On July 1, 2026, Google rewrote its Ads Terms of Service. No login prompt. No "Accept" button. No email. The new terms just went live, and they contain one sentence that changes who builds your ads.
"Customer authorizes Google and its affiliates to serve ads, including through the use of automated program features to format, select, or generate targets, ads, or destinations on Customer's behalf."
Read that again. Format. Select. Generate. Targets. Ads. Destinations. Your account now legally authorizes Google's AI to write your headlines, pick your landing pages, and choose your audiences. You did not agree to this. It just happened.
What Actually Changed
The old terms described Google's tools as helpers. Things you could optionally engage. The new terms describe automation as the baseline operating condition. There is a difference between choosing to use a tool and discovering the tool has been authorized to act on your behalf without asking.
This is not theoretical. If you run Performance Max, Demand Gen, or any Advantage-style campaign, this authorization is already active. The creative variations you see in your asset reports? The headlines you swear you did not write? The landing page tests you did not set up? Google's AI generated them under terms you never explicitly accepted.

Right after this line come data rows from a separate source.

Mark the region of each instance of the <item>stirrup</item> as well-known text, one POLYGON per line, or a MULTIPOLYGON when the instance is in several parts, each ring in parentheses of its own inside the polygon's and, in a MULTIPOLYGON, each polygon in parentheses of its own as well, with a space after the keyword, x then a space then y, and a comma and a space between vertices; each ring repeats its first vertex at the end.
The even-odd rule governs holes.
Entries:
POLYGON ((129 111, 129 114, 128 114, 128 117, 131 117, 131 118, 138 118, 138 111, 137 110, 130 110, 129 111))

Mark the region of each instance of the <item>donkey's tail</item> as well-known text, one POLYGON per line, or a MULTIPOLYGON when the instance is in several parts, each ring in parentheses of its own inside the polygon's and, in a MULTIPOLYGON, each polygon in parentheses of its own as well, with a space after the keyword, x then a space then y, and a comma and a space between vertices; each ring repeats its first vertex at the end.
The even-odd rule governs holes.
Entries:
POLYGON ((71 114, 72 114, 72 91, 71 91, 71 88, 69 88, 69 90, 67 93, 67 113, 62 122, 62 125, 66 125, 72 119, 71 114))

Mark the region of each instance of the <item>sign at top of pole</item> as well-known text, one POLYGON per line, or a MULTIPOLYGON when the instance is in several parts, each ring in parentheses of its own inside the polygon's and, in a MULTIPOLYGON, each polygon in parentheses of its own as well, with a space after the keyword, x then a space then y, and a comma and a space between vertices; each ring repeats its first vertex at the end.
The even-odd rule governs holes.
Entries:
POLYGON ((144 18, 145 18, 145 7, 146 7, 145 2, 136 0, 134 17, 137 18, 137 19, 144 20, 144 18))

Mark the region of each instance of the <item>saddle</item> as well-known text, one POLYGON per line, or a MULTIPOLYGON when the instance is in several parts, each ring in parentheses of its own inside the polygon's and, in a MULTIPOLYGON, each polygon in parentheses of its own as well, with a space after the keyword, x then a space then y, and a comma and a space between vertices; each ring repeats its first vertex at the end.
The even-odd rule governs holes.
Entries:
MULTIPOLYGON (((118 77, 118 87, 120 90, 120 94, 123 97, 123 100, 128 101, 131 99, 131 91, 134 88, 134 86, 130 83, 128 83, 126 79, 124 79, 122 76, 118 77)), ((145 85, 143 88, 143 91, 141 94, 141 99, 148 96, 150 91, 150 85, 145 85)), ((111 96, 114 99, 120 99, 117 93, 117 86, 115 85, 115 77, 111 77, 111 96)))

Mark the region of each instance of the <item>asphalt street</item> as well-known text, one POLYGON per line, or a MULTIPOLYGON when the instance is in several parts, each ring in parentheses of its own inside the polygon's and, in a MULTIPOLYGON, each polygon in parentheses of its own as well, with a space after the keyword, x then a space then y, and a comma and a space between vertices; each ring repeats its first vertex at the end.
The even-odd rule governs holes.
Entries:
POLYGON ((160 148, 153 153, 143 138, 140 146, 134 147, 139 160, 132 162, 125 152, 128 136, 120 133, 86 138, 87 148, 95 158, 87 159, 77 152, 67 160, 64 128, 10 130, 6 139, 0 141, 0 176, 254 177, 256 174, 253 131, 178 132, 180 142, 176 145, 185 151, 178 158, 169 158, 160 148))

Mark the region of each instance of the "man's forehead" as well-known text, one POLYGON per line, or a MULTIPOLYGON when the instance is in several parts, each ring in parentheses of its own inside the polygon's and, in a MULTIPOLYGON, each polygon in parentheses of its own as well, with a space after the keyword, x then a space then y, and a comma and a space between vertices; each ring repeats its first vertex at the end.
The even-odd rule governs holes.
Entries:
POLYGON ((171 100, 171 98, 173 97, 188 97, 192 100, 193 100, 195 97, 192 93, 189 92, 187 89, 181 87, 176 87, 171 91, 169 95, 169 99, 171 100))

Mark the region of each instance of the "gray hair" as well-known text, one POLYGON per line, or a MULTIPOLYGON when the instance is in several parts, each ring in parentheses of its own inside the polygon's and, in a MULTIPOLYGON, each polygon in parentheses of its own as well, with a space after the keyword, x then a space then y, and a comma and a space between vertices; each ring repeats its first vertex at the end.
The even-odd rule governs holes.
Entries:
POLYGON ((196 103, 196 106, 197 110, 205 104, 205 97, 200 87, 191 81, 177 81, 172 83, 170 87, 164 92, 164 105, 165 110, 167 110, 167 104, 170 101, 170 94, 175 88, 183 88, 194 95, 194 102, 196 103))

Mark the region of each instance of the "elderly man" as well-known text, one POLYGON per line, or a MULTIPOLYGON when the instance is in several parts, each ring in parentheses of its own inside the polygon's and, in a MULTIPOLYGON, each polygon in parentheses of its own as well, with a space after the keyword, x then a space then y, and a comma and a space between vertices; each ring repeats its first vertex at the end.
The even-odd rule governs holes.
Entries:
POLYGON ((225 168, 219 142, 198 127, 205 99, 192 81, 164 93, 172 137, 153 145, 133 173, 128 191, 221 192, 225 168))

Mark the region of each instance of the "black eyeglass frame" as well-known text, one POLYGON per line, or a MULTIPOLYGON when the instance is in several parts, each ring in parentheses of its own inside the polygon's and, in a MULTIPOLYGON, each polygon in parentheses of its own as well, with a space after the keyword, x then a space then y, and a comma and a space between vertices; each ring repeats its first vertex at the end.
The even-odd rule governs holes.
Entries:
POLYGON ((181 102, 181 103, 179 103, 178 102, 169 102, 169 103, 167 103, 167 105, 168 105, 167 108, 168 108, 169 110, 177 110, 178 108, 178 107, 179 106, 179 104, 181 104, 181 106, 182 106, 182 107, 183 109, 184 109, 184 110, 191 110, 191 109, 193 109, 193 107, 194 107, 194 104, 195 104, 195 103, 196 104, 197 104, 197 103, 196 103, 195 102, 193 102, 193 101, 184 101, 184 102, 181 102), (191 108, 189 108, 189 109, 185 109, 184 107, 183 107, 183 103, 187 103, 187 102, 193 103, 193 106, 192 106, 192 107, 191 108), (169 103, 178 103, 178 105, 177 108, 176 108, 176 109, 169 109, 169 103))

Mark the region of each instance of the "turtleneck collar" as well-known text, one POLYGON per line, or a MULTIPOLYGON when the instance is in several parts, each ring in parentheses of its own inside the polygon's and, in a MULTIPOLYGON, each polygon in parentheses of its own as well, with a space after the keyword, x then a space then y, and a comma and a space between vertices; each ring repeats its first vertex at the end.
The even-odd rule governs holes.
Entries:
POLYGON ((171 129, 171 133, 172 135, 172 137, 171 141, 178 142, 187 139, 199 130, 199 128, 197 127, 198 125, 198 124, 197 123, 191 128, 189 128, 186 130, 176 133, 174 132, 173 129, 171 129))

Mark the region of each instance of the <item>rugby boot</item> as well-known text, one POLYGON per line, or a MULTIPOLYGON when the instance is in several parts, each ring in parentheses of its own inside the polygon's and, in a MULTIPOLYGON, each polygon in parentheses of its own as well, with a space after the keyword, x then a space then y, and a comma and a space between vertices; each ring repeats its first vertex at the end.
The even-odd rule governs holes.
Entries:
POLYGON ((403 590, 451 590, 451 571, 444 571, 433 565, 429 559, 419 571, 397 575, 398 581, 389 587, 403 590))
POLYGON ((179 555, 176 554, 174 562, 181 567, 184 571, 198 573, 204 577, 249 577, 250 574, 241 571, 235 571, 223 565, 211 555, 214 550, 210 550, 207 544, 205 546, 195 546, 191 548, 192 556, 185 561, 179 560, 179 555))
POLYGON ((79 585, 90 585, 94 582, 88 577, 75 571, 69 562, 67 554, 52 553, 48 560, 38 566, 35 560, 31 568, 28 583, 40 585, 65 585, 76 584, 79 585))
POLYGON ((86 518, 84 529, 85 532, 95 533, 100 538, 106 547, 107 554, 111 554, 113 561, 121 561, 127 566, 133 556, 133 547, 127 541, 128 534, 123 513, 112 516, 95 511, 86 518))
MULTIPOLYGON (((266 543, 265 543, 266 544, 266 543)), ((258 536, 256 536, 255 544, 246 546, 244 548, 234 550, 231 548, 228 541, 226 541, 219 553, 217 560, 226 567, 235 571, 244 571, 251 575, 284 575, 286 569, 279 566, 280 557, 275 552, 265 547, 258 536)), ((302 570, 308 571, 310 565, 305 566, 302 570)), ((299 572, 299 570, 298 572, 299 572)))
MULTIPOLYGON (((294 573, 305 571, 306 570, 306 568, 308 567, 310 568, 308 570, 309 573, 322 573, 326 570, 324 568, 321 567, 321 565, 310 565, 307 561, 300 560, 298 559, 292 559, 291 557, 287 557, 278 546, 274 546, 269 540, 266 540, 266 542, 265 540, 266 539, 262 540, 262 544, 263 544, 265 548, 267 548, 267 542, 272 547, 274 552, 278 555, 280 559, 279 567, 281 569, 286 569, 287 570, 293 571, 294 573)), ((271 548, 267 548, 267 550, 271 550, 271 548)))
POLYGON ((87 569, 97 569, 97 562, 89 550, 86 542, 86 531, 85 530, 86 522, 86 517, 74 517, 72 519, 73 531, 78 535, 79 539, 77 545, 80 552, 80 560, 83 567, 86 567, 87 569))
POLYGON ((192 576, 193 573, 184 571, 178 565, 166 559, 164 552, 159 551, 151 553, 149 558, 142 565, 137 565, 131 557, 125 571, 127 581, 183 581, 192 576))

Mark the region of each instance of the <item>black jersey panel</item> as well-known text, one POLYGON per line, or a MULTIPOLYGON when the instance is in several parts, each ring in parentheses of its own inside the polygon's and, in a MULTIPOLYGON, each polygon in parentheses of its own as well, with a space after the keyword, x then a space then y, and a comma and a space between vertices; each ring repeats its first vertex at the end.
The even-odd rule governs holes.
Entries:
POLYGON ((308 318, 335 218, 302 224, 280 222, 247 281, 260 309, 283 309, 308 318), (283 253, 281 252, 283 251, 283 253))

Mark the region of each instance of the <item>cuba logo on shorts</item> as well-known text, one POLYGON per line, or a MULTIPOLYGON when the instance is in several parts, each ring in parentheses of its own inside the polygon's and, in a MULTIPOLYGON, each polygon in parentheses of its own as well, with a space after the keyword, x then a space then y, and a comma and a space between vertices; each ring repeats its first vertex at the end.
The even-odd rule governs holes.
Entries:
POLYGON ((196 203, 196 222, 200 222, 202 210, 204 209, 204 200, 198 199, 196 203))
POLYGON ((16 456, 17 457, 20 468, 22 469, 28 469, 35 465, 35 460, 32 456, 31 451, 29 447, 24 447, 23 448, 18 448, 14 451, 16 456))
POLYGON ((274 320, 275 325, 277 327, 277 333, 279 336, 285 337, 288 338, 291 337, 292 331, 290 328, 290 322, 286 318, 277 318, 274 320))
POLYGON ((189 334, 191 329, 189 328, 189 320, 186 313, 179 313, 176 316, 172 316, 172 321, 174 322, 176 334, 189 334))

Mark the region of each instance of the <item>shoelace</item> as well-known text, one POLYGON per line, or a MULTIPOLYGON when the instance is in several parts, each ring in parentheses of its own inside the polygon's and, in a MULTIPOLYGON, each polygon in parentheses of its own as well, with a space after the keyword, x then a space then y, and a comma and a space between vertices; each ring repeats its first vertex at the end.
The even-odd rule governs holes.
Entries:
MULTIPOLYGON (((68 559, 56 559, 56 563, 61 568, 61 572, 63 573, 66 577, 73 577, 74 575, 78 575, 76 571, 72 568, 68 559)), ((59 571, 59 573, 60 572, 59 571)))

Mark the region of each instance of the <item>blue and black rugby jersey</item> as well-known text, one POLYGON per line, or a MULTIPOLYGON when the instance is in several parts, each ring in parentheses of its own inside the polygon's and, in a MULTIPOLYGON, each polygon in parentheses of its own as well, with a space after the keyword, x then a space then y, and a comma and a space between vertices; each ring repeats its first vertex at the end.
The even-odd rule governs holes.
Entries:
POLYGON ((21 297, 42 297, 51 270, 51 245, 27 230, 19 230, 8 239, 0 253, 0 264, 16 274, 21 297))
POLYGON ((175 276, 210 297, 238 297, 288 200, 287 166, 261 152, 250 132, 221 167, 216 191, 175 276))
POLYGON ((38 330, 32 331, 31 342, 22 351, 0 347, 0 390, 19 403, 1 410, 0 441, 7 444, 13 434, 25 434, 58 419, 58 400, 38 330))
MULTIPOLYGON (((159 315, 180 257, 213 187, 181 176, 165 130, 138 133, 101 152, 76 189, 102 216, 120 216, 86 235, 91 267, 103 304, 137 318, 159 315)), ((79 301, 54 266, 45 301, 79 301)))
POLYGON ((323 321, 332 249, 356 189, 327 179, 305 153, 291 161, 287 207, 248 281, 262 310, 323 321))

The scope is the full creative stack. Headline copy. Image selection. Audience targeting. Destination URLs. One sentence in a ToS document authorizes all of it.
The Liability Trap
Here is the part that should make every brand manager pause. The same ToS that authorizes AI to build your ads also confirms that you remain "responsible for reviewing, approving, editing, or removing campaigns and ad assets."
Google's systems can produce the campaign. You own the outcome. Every misaligned headline. Every brand voice violation. Every claim you did not approve. Every audience segment you meant to exclude. Your liability, not theirs.
This is a governance problem that most brands have not formalized. A human creative team writes copy, legal reviews it, brand approves it, media activates it. That chain exists for a reason. When Google's AI inserts itself into that chain without telling anyone, the review process breaks before anyone knows it broke.
The same dynamic is already playing out in AI marketing more broadly. I wrote about how brands are losing confidence in AI marketing tools as the gap between what vendors promise and what platforms actually deliver widens by the quarter. This ToS change is that gap made explicit.
Who Noticed
Anthony Higman, founder of AdSQUIRE, called it out immediately. His argument is that the update erodes two things Google Ads was built on: relevance and control. Previous terms let advertisers opt in or out of automated features. The new terms describe automation as the default state.
Other critics read this as a systematic transfer of decision authority from advertisers to Google's systems. For brands running eight or nine figures in annual ad spend, that transfer has real dollar consequences. AI selects your placements. AI generates your creative. AI determines your audiences. Your governance framework is your only defense, and most brands do not have one.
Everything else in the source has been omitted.